Saturday 21 September 2013 - 13:30 - 15:00

Location

Presenting author and contact person

Presenting author

Helen Atherton

Contact person

Helen Atherton
Abstract text
Background: Cochrane review methodology suggests that review authors consider contacting authors of included studies to obtain further information where risk of bias cannot be adequately assessed using published reports.
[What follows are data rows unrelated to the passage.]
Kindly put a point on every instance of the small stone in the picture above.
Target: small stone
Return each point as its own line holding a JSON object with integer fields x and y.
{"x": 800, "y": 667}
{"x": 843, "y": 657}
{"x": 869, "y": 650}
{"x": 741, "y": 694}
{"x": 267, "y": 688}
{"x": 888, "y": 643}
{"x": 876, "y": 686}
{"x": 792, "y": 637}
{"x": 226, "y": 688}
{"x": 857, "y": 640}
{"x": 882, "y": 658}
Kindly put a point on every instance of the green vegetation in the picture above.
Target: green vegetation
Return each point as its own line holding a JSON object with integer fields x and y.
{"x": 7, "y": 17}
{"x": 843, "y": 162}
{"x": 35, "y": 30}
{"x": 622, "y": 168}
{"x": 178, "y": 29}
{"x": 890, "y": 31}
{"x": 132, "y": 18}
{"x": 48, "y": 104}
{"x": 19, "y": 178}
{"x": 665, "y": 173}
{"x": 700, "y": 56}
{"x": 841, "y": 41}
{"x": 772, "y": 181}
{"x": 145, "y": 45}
This approach is not usually recommended in non-Cochrane reviews. It is unknown what difference author contact makes to this assessment, and whether this may affect the conclusions of a review. Objectives: Compare difference in risk of bias rating when rating is made based solely on published report versus published report and author contact. Methods: During the conduct of a Cochrane review on email for communication between healthcare professionals and patients, authors kept a record of study author contacts in relation to assessment risk of bias and whether clarification was obtained. This allowed for comparison between the risk of bias rating for each study before and after author contact. Results: Author contact was necessary in all nine included studies, as elements of study design were unclear/not described in all. Before author contact, 34 of 54 domains were unclear. Allocation concealment was unclear in all studies, random sequence generation in five, blinding in seven, incomplete outcome data in four and selective reporting in two. After author contact was completed 3/54 domains remained classified as ‘unclear,’ because three authors could not provide all detail requested. Eight authors were contactable via email; one author, of a study published in 1995, was only contactable via postal-mail. Conclusions: In our review, author contact reduced uncertainty when assessing risk of bias and was successful even for a study published more than 17 years ago. The conclusions of the review, that low quality of the included studies meant that effects of email could not be adequately assessed, was further supported by clarification of risk of bias status. We suggest further studies to establish the added value of this activity.